A essência do futebol é o gol. Buscá-lo incessantemente causa admiração.
Infelizmente, experimentamos em 1982 um ponto de inflexão na história do ‘jogo bonito’. A derrota da seleção canarinho, expoente máximo do futebol arte, para a pragmática e defensiva Itália, que veio a sagrar-se campeã naquela Copa, alterou radicalmente os rumos do futebol. A partir de então, a retranca passou a ser valorizada, times repletos de brucutus, marcadores natos e destruidores de jogadas, se tornaram coqueluche. Passamos a viver nos tempos em que 1×0 é goleada.
Eu me recordo como se fosse hoje daquela Copa. O clima de expectativa e congregação ao redor daquele time nunca mais se repetiu nas vésperas dos mundiais nos 28 anos seguintes. Acho que isso era causado pela confiança que aquela seleção inspirava. Um time que jogava sempre para frente, em busca do gol. E como consequência…só fazia golaço! Foram 15 gols naquela Copa, e quase todos uma ‘pintura’.

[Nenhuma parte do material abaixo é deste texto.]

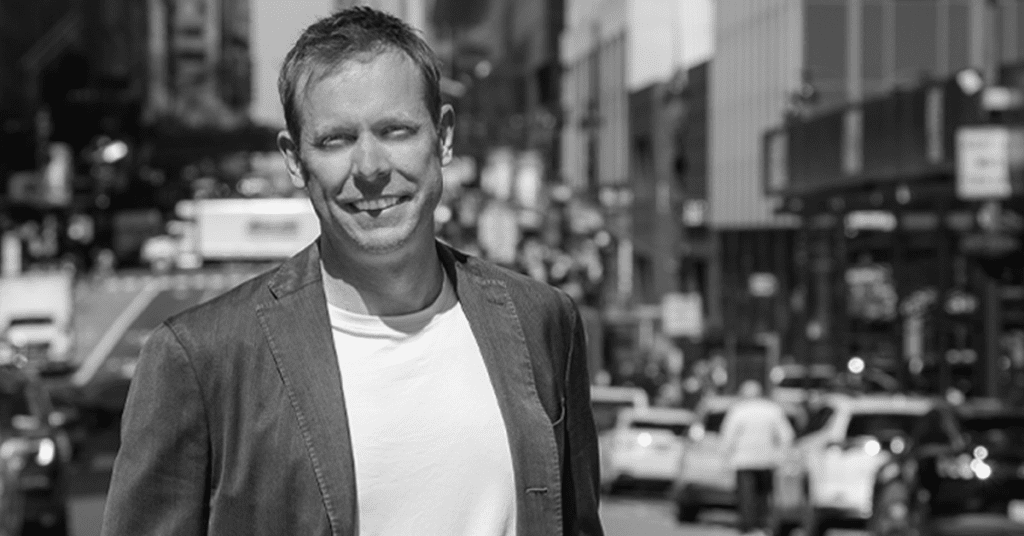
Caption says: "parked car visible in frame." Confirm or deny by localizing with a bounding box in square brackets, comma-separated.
[669, 396, 804, 523]
[598, 408, 696, 493]
[590, 385, 650, 434]
[869, 401, 1024, 536]
[768, 363, 836, 404]
[0, 341, 73, 535]
[772, 394, 934, 536]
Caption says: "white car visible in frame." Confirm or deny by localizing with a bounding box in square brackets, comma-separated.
[670, 396, 803, 523]
[598, 408, 696, 492]
[772, 395, 934, 536]
[768, 364, 836, 404]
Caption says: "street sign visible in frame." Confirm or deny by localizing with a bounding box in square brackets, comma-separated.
[662, 292, 703, 338]
[956, 125, 1024, 200]
[961, 233, 1021, 257]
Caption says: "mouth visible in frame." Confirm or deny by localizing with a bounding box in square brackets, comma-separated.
[348, 196, 409, 212]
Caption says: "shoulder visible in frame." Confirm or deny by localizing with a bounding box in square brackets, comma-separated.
[464, 255, 579, 322]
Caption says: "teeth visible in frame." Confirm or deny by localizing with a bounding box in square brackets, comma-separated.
[352, 197, 398, 210]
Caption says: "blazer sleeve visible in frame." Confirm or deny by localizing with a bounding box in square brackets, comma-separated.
[101, 324, 210, 536]
[562, 304, 604, 536]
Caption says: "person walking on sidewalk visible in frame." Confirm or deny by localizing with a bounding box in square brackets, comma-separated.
[722, 380, 795, 535]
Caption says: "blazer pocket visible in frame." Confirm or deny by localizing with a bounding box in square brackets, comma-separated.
[551, 397, 566, 468]
[551, 397, 565, 427]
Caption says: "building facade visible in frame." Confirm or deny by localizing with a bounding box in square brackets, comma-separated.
[764, 1, 1024, 402]
[559, 0, 711, 304]
[709, 0, 1021, 387]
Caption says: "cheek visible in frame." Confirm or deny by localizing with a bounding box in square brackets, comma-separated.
[304, 155, 349, 193]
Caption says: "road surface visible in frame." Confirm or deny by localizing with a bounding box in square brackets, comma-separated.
[58, 271, 863, 536]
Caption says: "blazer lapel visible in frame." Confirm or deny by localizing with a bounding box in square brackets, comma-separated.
[257, 243, 358, 536]
[438, 245, 562, 535]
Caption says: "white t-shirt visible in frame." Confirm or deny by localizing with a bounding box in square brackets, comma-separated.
[328, 278, 516, 536]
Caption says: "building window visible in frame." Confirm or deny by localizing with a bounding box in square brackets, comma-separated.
[946, 1, 970, 73]
[893, 0, 939, 83]
[860, 1, 889, 80]
[804, 0, 847, 81]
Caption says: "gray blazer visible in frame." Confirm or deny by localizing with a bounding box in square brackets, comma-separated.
[102, 244, 602, 536]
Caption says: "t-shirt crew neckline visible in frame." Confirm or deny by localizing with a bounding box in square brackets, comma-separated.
[327, 275, 459, 337]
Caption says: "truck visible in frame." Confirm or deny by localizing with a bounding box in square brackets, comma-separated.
[0, 269, 75, 374]
[142, 198, 319, 272]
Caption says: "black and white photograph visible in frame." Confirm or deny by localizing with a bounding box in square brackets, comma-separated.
[0, 0, 1024, 536]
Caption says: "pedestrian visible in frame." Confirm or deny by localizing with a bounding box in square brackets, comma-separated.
[722, 380, 795, 535]
[103, 7, 602, 536]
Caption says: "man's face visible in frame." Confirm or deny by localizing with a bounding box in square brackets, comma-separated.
[279, 50, 453, 255]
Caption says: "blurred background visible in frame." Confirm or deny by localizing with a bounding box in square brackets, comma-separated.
[6, 0, 1024, 536]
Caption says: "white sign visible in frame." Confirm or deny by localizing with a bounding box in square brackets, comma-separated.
[746, 272, 778, 298]
[662, 292, 703, 337]
[190, 198, 319, 260]
[956, 125, 1024, 200]
[843, 108, 864, 175]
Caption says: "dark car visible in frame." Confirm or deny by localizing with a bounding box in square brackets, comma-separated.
[0, 341, 72, 535]
[869, 402, 1024, 536]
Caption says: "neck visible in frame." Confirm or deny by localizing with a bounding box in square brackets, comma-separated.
[321, 237, 444, 317]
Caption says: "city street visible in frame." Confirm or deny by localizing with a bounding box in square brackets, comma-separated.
[58, 271, 862, 536]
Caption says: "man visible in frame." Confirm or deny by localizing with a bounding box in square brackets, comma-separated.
[722, 380, 795, 534]
[103, 8, 602, 536]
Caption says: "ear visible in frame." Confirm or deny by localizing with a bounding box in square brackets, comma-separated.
[437, 105, 455, 166]
[278, 130, 306, 189]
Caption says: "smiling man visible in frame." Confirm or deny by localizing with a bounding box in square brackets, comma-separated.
[103, 8, 602, 536]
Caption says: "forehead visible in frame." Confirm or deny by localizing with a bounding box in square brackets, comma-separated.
[297, 48, 428, 126]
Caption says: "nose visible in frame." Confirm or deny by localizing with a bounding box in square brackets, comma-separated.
[352, 134, 391, 180]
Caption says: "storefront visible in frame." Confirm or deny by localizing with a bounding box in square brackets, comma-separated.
[764, 69, 1024, 396]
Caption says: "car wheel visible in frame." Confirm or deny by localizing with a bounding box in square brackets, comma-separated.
[802, 506, 829, 536]
[22, 514, 68, 536]
[676, 502, 700, 523]
[867, 482, 915, 536]
[770, 514, 800, 536]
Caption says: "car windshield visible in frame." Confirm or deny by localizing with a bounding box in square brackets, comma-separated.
[963, 415, 1024, 450]
[703, 411, 725, 434]
[591, 401, 634, 432]
[630, 419, 690, 436]
[846, 413, 921, 439]
[0, 374, 32, 435]
[778, 376, 834, 389]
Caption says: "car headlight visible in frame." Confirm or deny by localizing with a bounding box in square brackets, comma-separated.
[0, 438, 57, 467]
[935, 454, 992, 480]
[36, 438, 57, 467]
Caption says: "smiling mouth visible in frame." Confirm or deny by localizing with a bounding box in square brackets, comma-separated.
[350, 196, 406, 212]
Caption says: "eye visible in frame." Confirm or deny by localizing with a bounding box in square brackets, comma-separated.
[381, 125, 417, 139]
[316, 134, 355, 148]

Mas, infelizmente perdemos. Talvez por que no fatídico jogo contra a Itália, eu mudei a roupa com a qual me vestia. O ‘moletom’ cinza foi abandonado, justo naquele jogo. Afinal, era uma superstição idiota. O primeiro tempo eu assisti no meu vizinho. No intervalo, fui correndo para a minha casa, nervoso. O empate era nosso, faltava só um gol. Que veio. Mas não resistiu à entrega do Toninho Cerezo, alguns minutos depois. Ao final do jogo, chorei. Mas não estava sozinho. 123 milhões choraram comigo e naquela noite, Fernando Vanucci (alô você!) embargou a voz no Jornal Nacional, e quase abriu o berreiro. Eu tinha 9 anos e uma história de alegrias e tristezas com o futebol me esperavam, mas nada foi tão marcante quanto aquela tarde no Estádio do Sarriá.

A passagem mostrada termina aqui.